観劇感想『爆心ツアー7』 2018.11.25(sun)
あらすじ『感情・存在・記憶・自我・目的・選択・意識の波紋。七つの振動の飽和点に、生命は誕生している。物体の縛りが消失し観念のゆらぎだけが満ちるビッグバンの爆心地で、あらゆる謎が明かされてゆく…』(フライヤー記載抜粋。)
カケルの右奥歯に仕込まれたとあるものに吸い寄せられるようにハレー彗星が接近、ハレー彗星と地球の衝突を防ぐ為カケルを摩訶不思議なメンバーと共に宇宙に放り出し、そのことによって地球消滅は回避された、かと思いきや…。という展開から物語が始まる。
神様がサルを人にするまでの経緯に皮肉を交えていたり、宇宙と地球の時間の流れの違いからメールが届かなかった旨が15年越しに伝わる切なさだったり、ミトコンドリアという一通の手紙が永遠と受け継がれているという表現が美しいと感じたなど、シーンごとに例をあげたらキリがないくらいボリューミーな内容と濃さが混ざった、あっという間な450分。
森田のじじいの「トマルに会いたい」という、とてつもなく強い感情が宇宙のバランスを崩す根本になる。それだけ聞くと「そんな馬鹿な」と思うかもしれないが、人間の内側に秘めた見えないエネルギーは時に想像をゆうに超えてくる。
そして、そんな想像や空想を描いても、今回の物語のように実際形にするまではきっと難しい。
SFに関して知識が無い為、途中からは勝手に「宇宙」=「個人」と変換して物語を見続けていた。
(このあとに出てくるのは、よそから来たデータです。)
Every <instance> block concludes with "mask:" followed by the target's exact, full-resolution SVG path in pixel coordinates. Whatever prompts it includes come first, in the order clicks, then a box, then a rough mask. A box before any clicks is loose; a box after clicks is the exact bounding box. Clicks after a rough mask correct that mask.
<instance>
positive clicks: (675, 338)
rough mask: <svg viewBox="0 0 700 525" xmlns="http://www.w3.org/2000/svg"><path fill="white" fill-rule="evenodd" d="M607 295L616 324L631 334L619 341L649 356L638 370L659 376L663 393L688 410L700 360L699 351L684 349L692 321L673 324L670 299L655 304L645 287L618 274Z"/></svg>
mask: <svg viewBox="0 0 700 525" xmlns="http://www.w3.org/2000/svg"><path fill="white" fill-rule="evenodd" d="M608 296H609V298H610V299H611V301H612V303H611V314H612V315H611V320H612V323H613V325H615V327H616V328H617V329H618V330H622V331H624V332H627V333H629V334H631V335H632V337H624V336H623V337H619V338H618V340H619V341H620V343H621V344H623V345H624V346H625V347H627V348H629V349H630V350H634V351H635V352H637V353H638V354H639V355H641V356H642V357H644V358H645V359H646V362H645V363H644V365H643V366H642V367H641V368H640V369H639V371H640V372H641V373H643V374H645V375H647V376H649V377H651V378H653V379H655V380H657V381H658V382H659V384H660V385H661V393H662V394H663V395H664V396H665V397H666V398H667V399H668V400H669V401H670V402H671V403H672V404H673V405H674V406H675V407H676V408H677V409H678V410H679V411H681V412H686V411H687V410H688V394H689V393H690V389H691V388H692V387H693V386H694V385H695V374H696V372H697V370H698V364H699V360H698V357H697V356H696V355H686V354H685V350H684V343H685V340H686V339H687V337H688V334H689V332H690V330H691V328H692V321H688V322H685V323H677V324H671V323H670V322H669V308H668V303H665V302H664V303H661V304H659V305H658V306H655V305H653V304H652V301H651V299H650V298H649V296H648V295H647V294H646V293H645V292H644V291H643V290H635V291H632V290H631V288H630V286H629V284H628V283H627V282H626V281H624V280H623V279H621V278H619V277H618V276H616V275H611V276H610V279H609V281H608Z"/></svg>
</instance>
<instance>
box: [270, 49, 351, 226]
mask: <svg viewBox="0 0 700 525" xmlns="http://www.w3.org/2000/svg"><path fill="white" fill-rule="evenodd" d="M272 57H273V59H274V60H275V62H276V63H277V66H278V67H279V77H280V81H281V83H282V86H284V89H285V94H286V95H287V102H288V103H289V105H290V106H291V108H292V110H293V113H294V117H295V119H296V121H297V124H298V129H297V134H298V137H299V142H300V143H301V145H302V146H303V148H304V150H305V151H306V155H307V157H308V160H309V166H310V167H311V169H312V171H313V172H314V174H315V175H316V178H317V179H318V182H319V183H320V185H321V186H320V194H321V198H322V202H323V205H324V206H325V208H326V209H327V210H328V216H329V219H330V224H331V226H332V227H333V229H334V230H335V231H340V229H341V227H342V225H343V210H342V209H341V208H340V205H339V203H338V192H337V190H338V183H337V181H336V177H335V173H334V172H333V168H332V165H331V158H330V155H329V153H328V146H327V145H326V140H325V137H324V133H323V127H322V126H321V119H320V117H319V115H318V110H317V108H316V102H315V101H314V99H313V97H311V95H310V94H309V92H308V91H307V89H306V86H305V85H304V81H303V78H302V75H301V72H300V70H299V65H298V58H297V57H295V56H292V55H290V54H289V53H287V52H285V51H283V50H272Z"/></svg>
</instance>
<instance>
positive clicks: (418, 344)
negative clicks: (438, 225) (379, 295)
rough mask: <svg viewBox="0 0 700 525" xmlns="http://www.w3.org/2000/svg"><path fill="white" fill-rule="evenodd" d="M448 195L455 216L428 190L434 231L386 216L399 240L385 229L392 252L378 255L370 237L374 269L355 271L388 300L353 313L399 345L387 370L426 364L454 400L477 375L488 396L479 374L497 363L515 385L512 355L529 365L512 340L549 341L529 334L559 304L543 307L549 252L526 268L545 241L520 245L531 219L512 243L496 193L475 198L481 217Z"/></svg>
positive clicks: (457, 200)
「宇宙」と聞くとどうしてもスケールの大きな話のようで、「個人」に変換すると不思議なことに小さな話のように一瞬は感じる。
けど実際はどんなに科学が進歩しようと、憎悪を抱いた人間でも笑顔だと見抜きにくいし、心根が優しくとも怖い顔だと気づきにくいように、人間という存在が宇宙よりも解明しきれない歪な存在なのかもしれない。
「何の為に自分は存在しているのか」その問いを考えたことが無い人も、既に放棄している人も、生きている間ずっと悩む人も、死に際に無理やり自分を納得させる人もいるだろう。そうやって果てしない問いに悩むのも歪な生命体の特権で、哀れで、いじらしく愛おしい。
1年以上という歳月を経て生まれた物語のせいか、不思議と登場人物たちが役者から自立して存在しているかのように感じ、物語が終盤に近づくごとに自分たちが消滅することを恐れ嘆いているかのように思えた。
今回「爆心地」と呼ばれたあの場所に、カケルやトマルなど彼ら彼女らは確かに存在していた。彼ら彼女らは幕が下りると可視化できなくなってしまうが、それは「役」として生まれた「人格」が消滅するのではなく、脚本家の想いを舞台で具現化している役者たちの中に、彼ら彼女らは溶けて混ざり、今を生きている役者たちの中の一部になるだけで、寂しさはあっても悲しむことではないのだと思った。
独房で観ることしかできなかったが、最後まで見届けることができて本当に良かった。